DAVID: For the last time, Maria: I’ve learned my lesson. You can relax. And anyway, I’m not even angry at Susanne. Not at all. The more I think about it, the funnier it seems … it’s a brilliant hoax, actually. A huge practical joke. [laughs]
Trondheim, June 25th, 2006. An American invasion
I WALK MORE AND MORE SLOWLY the closer to home I get, I really don’t want to go back at all, I’m in a bad mood and I want to be alone, but there’s no way around it. I flip up the latch and push open the gate at the side of the house, walk across the grass and up to the steps. The kitchen window is wide open, I can hear Alfred humming some well-known aria in there. He’s doing the cooking, of course, self-appointed gourmet that he’s become in his old age.
“Have you got the corkscrew out there?” he calls.
“Yes,” Ingrid calls back from the other side of the house, it sounds like she’s out on the veranda with Rita.
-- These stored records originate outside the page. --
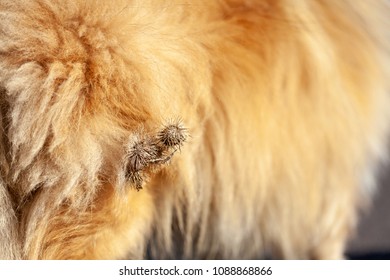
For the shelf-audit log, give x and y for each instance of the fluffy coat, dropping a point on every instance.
(284, 104)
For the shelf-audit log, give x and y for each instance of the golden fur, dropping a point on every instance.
(285, 103)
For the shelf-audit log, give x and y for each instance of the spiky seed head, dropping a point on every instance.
(173, 135)
(140, 154)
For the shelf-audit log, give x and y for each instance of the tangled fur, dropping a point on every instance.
(285, 101)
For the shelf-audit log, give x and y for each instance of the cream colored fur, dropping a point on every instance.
(285, 102)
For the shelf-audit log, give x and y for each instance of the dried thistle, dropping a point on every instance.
(141, 154)
(147, 152)
(173, 135)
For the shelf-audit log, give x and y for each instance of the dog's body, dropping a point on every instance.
(284, 115)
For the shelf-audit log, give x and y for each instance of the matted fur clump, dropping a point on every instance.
(248, 127)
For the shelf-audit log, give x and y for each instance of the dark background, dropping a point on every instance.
(373, 237)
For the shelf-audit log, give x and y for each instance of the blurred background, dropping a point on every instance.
(373, 238)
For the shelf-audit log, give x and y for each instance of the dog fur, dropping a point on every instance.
(281, 108)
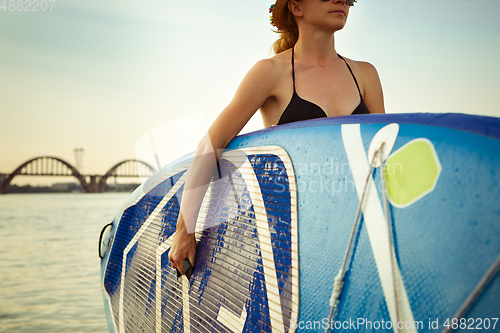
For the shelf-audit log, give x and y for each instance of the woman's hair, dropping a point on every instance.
(284, 21)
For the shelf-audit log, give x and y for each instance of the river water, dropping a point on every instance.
(49, 265)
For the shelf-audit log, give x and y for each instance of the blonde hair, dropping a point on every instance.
(284, 21)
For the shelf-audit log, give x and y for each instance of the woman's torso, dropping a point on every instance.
(309, 91)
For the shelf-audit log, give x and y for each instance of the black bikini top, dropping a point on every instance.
(300, 109)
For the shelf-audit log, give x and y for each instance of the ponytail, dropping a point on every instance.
(284, 21)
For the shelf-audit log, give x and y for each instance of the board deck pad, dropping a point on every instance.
(247, 262)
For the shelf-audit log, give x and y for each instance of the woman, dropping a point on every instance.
(305, 79)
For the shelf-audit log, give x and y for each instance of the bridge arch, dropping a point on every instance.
(133, 170)
(44, 166)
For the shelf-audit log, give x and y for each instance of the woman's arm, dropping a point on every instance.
(257, 85)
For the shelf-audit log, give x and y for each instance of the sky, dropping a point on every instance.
(103, 75)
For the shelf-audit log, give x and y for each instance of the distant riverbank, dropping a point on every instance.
(69, 188)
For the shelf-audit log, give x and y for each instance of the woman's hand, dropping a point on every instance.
(183, 246)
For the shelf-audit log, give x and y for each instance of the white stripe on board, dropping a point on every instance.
(186, 316)
(134, 240)
(273, 298)
(376, 226)
(232, 321)
(164, 247)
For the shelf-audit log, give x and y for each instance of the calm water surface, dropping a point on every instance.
(49, 266)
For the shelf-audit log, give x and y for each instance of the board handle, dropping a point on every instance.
(187, 268)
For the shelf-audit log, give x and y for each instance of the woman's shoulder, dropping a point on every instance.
(275, 66)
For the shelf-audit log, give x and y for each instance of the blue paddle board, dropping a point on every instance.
(274, 231)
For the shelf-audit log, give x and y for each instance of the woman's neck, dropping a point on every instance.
(317, 47)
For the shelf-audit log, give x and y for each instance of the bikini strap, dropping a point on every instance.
(355, 81)
(293, 69)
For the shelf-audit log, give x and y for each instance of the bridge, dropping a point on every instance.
(56, 167)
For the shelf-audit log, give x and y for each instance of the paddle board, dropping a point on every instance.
(273, 233)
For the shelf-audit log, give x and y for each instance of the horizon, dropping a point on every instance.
(99, 75)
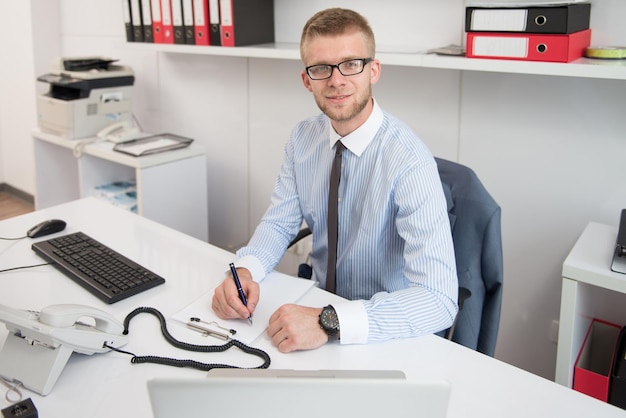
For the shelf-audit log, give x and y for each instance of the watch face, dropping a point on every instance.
(329, 320)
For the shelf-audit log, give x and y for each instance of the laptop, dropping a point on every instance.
(312, 394)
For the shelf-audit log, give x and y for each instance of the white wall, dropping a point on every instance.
(23, 51)
(549, 149)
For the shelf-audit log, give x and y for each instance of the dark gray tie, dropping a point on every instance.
(333, 204)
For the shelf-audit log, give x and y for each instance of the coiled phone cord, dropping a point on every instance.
(189, 347)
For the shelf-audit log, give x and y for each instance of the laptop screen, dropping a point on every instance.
(304, 397)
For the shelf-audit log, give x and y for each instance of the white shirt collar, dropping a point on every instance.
(360, 138)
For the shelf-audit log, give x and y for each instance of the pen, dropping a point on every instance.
(242, 296)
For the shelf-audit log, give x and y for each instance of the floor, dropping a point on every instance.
(11, 206)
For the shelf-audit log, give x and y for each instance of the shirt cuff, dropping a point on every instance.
(253, 265)
(353, 322)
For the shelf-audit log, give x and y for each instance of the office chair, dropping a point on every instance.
(476, 232)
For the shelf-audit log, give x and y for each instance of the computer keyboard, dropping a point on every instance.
(101, 270)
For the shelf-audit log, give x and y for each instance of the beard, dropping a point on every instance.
(345, 113)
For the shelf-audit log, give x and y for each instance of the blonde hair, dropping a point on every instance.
(337, 21)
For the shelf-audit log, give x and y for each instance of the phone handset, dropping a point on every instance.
(119, 132)
(39, 344)
(68, 315)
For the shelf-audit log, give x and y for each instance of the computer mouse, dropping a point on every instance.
(46, 228)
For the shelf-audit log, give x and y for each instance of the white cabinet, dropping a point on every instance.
(589, 290)
(171, 186)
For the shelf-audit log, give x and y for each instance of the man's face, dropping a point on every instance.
(346, 100)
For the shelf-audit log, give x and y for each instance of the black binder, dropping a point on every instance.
(617, 389)
(557, 18)
(618, 264)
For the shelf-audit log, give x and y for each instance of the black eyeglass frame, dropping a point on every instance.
(365, 61)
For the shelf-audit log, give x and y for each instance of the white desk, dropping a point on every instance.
(589, 290)
(105, 385)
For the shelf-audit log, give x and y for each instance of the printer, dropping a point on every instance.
(85, 96)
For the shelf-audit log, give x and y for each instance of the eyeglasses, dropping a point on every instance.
(346, 68)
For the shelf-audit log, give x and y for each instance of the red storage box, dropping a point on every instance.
(592, 372)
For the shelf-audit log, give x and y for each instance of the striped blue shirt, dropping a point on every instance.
(395, 257)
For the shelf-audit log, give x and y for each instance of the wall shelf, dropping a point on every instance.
(583, 68)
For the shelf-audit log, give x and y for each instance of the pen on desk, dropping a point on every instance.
(242, 296)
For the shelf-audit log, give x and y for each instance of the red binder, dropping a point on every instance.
(528, 47)
(167, 29)
(201, 22)
(157, 26)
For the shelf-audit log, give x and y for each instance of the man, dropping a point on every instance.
(395, 257)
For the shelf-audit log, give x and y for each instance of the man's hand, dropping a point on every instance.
(295, 327)
(226, 303)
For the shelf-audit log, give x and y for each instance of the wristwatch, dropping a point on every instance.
(329, 322)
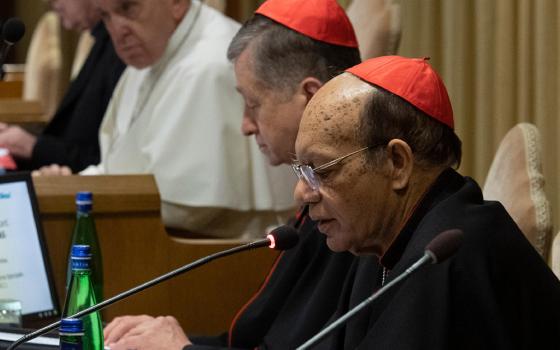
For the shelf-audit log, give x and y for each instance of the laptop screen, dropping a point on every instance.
(25, 273)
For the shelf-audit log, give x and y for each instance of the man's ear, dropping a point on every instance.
(401, 162)
(309, 86)
(179, 9)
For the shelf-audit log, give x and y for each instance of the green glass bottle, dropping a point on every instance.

I shut my eyes, take a deep breath as I put my hand on the door handle, stand like that for a second gathering myself, then I press down the handle and step inside to be met by the lovely, delicate aroma of fish. I slip off my shoes in the hall and go through to the kitchen, hear the steady swish-swish of the dishwasher, otherwise all is quiet. I glance around: the trimmings he’s used for stock are dripping into the sink from a colander and there are a couple of shreds of carrot peel on the floor, apart from that everything is spick and span. The bouillabaisse is almost ready by the looks of it. He hasn’t added the fish yet, but the small chunks on the dish next to the stove
won’t need any more than two or three minutes, so he’s probably been waiting till I got back before doing that. I get a glass from the cabinet, go to fill it from the tap, then stop, stare at the pot of bouillabaisse. The pack of table salt is right next to me. On the spur of the moment I put the glass back, pick up the pack of salt, flick open the little metal dispenser that serves as a lid, and pour salt into the soup. I gaze at the salt streaming out of the pack, but then it’s like I suddenly come to my senses: what the hell am I doing, what the hell have I done, this is not right, I have to leave now, I have to get out of here before he comes back into the kitchen. I put the pack of salt back down exactly where it was, tiptoe into the hall, slip on my shoes, and nip out of the door again. I jog across the grass, open the gate, and step out onto the street, walk briskly for the first few yards, then gradually slacken my pace, my heart pounding so hard it hurts. I sit down on a road sand box with a rough black tar-paper lid, I need to calm down, need to act casual, no one saw me, no one heard me either, I’m sure. I shut my eyes, put a hand to my brow and run it back over my head, hear the rasp of hair being scraped across the scalp. I sit like that for a minute or two, breathing steadily—in and out, then I jump up and start to walk back, but wait, no, better to go around the block and come in from the other side, no one will suspect me of having been anywhere near the kitchen if I come in from the veranda. “Good thinking, David,” I murmur to myself, “good thinking,” then I turn and walk off in the other direction, feel the fear gradually loosen its grip on me and a gloating satisfaction take its place, I’m almost looking forward to getting home now. I cut through the gap in the hedge and stroll through the garden as nonchalantly as I can. The smell of cigarette smoke grows stronger and stronger as I approach the veranda, I put my hand over my mouth and give a little cough. Alfred has gone back inside, I see, but Ingrid, Rita, and Sara are still out on the veranda.